The flash of self-disgust turns a switch on my anger. I grab the nearest garment, a pretty sundress with gigantic pastel flowers, and pull it over my head. A nice fit but not enough against the chill night air. I step in farther, adding a soft cardigan in duck egg blue, then grab a pair of sneakers from the very back, slipping my feet into them and finding they gape, at least two sizes too large.

I sit on the bed, lacing them tight enough to walk in them, wondering where I lost my heels. They’re just from the ten-dollar bargain bin, but they were prettier than most pairs I’ve owned.

The lacing holds the shoes in place, and I move to the main door. My fingers clutch the copper-coloured handle and I have to will myself to turn it, only opening the door a sliver. I press my eye to the gap and see an empty hallway outside.

With a sigh of relief, I run on tiptoes along the corridor, seeking a more permanent exit.

I try another handle and wind up in the lounge. There’s a dark grand piano in the centre of the room, the surrounding expanse so large there are three separate sitting areas, each demarcated by furniture in the open-plan space.
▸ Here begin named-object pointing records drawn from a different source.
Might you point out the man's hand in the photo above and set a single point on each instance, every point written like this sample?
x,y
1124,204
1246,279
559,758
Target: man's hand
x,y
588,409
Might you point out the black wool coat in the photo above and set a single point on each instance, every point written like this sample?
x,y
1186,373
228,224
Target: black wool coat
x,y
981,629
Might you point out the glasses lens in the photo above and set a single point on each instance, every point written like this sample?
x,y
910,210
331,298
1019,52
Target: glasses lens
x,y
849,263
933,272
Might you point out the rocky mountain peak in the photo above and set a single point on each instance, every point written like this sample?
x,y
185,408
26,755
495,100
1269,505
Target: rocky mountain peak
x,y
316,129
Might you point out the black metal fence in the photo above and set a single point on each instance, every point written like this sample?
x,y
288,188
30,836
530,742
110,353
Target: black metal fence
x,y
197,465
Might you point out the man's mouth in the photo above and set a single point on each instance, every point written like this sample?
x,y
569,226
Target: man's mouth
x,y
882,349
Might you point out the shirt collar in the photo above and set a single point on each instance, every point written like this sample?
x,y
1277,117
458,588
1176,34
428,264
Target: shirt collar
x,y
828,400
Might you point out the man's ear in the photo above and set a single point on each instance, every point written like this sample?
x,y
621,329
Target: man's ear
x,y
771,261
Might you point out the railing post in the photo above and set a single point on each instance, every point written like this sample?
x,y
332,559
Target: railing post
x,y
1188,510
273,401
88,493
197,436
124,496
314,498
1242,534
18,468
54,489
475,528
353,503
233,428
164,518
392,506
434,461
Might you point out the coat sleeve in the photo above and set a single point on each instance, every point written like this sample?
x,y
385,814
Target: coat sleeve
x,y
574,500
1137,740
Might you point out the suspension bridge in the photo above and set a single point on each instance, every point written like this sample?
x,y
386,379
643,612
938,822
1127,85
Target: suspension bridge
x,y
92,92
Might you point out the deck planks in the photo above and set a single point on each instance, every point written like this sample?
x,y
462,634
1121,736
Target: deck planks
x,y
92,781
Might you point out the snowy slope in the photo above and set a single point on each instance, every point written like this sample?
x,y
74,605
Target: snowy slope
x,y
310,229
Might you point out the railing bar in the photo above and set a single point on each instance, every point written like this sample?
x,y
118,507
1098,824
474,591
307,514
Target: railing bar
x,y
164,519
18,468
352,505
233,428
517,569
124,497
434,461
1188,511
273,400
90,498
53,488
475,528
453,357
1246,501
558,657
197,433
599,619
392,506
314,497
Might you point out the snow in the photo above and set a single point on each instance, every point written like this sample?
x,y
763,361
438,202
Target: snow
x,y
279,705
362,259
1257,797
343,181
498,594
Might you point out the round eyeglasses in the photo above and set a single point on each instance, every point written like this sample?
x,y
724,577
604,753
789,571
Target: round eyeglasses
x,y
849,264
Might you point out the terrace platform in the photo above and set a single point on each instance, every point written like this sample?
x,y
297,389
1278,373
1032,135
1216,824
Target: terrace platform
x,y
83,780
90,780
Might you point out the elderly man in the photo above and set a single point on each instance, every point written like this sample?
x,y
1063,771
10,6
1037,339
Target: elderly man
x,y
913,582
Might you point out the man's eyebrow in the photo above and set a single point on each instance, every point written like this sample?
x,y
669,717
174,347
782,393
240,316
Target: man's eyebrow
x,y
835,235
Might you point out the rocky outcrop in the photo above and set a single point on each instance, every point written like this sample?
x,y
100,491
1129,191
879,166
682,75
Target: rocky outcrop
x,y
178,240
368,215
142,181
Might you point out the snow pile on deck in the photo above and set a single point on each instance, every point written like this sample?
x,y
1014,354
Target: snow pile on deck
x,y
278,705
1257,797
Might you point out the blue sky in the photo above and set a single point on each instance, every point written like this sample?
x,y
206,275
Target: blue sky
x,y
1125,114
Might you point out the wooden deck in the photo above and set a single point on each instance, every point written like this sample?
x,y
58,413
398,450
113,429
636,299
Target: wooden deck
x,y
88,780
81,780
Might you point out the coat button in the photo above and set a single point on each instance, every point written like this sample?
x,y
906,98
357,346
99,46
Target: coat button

The sideboard nearest me holds an array of framed photographs. Flicking on the light, I glance across them, some of my anxiety dissipating as I recognise the smiling face of the attractive man from the nightclub queue.

It reappears when I spot another photo, this one from a wedding, his morning suited arm around what must be his lovely wife.

I pick it up and turn it over, reading the pencil caption scrawled on the back: Conner and Saski, 19thJune.

Those tears again. I hit a fist against my thigh to stop them, then try another room, and another. One has large French doors opening onto a patio and I cross to them, not surprised to find them locked.

My phone buzzes, startlingly loud in the otherwise quiet home.

“Please text me back. I’m sorry we left you.”

I scroll back through my messages. They start off informative, a text from Brooke letting me know they’d gone. An update from Floss to say they were at the hospital, this one with an accompanying snap of Marnie’s swollen, bleeding nose. I gasp at the damage. She looks like she took a real beating.

Another helping of shame hits. While I hooked up with a married stranger, my best friend was in the hospital in pain. This is worse than the abandonment I felt when I worked out my friends had left.

The next photograph shows her with such a large bandage strapped over her damaged nose it’s like the hospital staff glued a pillow to her face.

There’s another text letting me know they’re going back to the housing block. Then the one that woke me, the one written in a more concerned tone.

“I’m fine,”I write back.“Coming home now. See you soon.”

My hunt for the exit begins in earnest. Since nobody’s responded to my thumping around the house so far, I’m guessing far-too-attractive-cheating-husband-man is a heavy sleeper or didn’t stick around.

Maybe he’s gone to collect another willing participant to bring home. His wife is probably out of town.

I imagine the harem he could collect just by leaning against a wall, looking available. The shock twist of jealousy is as alarming as the sickening thump in my head.

Lord knows what I was drinking but it must have been hella strong.

There’s a door covered with bolts in the next room, and I run to it, unlatching everything and gulping in a deep breath of fresh air the moment I step outside.

My battery sits at forty percent. It’s been draining far too quickly lately but I can’t afford another. A wispy memory of staring in dismay at the blank screen drifts close enough to see.

I press the locator app before it can go flat and feel like god’s smiling on me when it returns an address just four blocks from the school.